With fewer rigs drilling for oil, less gas will come out of the ground. Or, at least, growing production will become increasingly difficult.
In U.S. shale, unlike conventional production, oil and gas output declines quickly after an initial burst of production. That means that companies have to spend a lot of money and drill hundreds or even thousands of wells just to stay in the same place. As the International Energy Agency noted in a recent report, if shale drilling were to stop immediately, production would decline by more than 35 percent within 12 months. That compares to a global average decline rate for oil fields of just 8 percent annually.
That raises the question of how the industry expects to grow gas production fast enough to fill up all the new pipelines and LNG terminals, at the same time that costs are rising and crude oil prices are down.
“As you would expect, a wide range of market players are counting on continued growth in Permian NGL production, including the owners and operators of gas processing plants, NGL pipelines, fractionators, and ethane and LPG export terminals, many of which continue to make big-dollar investments in new infrastructure,” RBN Energy, an energy consultancy, wrote in an analysis on September 12th that looked specifically at natural gas liquids. “[S]ome of these same companies have been expressing concern that the production growth they’ve been banking on may be undermined by less favorable WTI pricing and a prospective slowdown in Permian drilling-and-completion activity.”
The extended period of weak oil prices will cut into the growth of gas.
“If OPEC continues with this price war, that will continue to put a damper on production in the Permian basin and certainly that will have a negative impact on gas production,” Hirs said.
He did not see U.S. Permian gas reserves as the problem. “We have plenty of natural gas,” he said.
But in addition to weaker crude oil prices, the LNG market is also staring down a period of oversupply and potentially much lower prices.

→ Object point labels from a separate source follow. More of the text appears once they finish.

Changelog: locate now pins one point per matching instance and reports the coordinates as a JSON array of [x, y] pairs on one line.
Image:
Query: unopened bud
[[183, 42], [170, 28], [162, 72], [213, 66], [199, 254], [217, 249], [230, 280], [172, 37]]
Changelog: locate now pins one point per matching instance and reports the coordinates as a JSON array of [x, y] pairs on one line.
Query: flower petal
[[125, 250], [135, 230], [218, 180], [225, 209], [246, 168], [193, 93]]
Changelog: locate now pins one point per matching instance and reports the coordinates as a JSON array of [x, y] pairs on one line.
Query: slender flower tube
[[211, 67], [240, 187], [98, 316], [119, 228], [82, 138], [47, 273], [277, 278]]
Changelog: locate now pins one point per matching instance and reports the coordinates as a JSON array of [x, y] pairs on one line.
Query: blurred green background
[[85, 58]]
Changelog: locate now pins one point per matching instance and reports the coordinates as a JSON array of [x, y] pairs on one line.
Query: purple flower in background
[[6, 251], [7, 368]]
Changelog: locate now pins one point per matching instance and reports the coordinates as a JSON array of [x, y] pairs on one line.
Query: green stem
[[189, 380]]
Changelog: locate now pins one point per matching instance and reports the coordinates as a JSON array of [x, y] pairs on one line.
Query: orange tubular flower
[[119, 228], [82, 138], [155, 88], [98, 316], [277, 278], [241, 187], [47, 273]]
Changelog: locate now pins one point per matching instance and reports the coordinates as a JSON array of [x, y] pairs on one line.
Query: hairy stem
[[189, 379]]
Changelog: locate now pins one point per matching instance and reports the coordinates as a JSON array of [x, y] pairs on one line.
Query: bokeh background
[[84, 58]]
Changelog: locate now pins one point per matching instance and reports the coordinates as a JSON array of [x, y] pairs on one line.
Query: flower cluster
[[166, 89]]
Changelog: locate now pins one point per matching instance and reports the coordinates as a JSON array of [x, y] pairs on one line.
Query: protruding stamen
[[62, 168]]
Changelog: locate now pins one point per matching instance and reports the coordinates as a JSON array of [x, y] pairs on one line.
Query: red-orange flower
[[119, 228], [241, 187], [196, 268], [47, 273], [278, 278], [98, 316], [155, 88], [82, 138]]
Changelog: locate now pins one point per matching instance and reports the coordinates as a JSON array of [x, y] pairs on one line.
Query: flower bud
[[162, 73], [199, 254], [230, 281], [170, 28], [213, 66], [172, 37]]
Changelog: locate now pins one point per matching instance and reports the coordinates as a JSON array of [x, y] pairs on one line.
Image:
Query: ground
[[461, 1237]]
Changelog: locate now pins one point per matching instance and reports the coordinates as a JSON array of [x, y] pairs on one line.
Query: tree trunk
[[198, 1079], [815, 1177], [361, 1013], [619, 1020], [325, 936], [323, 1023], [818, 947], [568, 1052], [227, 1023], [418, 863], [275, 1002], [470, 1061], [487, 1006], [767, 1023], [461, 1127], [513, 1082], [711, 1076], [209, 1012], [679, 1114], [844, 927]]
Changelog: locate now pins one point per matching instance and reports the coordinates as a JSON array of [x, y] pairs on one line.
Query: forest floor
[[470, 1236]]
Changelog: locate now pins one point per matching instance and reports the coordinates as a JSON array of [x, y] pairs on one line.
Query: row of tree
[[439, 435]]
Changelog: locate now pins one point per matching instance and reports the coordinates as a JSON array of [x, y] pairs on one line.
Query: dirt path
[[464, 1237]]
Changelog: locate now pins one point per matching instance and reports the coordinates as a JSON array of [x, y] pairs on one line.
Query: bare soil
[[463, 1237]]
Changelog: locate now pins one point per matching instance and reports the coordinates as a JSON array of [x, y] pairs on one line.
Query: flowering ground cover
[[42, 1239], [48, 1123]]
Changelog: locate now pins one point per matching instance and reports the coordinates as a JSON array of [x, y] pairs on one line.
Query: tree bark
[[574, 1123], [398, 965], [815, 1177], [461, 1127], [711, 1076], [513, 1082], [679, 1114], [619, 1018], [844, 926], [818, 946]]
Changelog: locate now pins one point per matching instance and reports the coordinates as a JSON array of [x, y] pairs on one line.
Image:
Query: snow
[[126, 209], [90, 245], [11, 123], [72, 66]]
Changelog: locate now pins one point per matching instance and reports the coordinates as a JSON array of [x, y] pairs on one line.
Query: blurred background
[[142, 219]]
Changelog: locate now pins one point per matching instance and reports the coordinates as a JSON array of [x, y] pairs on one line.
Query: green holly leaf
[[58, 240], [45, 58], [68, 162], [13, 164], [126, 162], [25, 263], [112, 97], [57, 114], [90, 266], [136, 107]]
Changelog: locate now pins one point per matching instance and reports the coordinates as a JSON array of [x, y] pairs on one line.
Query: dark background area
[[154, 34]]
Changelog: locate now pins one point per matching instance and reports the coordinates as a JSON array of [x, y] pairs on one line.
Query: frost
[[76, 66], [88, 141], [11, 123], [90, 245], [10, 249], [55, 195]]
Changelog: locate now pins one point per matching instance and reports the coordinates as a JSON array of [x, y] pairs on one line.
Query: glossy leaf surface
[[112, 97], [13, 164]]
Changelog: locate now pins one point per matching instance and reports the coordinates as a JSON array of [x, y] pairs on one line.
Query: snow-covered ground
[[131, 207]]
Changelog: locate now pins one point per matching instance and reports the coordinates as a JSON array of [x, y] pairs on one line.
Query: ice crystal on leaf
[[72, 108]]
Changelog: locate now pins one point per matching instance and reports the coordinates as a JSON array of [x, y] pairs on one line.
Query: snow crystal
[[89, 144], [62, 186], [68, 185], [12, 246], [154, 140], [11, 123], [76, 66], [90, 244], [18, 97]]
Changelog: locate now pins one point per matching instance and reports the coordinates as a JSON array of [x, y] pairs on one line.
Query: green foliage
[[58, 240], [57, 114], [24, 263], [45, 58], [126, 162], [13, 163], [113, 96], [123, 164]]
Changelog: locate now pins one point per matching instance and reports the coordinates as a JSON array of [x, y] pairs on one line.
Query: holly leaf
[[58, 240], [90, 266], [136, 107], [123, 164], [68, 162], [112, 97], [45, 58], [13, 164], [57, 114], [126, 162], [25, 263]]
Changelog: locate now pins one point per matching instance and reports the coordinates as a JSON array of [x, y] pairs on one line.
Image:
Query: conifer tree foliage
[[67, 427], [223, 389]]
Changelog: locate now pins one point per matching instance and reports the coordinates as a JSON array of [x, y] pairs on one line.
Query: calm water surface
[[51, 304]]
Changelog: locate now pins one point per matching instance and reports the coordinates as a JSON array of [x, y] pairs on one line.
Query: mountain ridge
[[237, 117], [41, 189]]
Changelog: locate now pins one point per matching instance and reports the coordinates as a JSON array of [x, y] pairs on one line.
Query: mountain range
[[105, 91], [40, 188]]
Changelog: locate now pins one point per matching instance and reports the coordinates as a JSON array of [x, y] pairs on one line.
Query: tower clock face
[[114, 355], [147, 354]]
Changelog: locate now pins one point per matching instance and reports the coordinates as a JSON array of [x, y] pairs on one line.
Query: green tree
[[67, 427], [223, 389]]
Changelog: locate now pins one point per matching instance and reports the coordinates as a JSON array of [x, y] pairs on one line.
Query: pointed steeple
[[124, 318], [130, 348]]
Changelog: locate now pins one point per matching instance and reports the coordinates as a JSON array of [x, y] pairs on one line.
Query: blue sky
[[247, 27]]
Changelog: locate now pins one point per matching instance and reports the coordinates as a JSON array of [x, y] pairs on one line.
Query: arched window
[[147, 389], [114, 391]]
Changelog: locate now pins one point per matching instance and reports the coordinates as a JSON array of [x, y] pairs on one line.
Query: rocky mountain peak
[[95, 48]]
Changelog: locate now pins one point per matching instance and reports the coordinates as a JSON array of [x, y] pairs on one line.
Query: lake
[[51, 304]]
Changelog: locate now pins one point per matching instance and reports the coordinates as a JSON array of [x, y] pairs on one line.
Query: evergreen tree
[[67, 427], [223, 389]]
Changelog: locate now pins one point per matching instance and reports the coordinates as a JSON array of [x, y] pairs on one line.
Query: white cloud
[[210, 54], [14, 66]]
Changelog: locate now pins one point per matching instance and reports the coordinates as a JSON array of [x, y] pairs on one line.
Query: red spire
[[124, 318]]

“Quite honestly, most of the players in that market can undercut the U.S. The marginal cost of a thousand cubic feet of gas in Qatar is about 5 cents,” Hirs said.
“If LNG gets to a price war situation, we are going to find ourselves in a similar boat to what we are in with oil. We are definitely the high-cost producer.”
And if both LNG and crude oil markets experience a slump? “That would hurt,” Hirs said.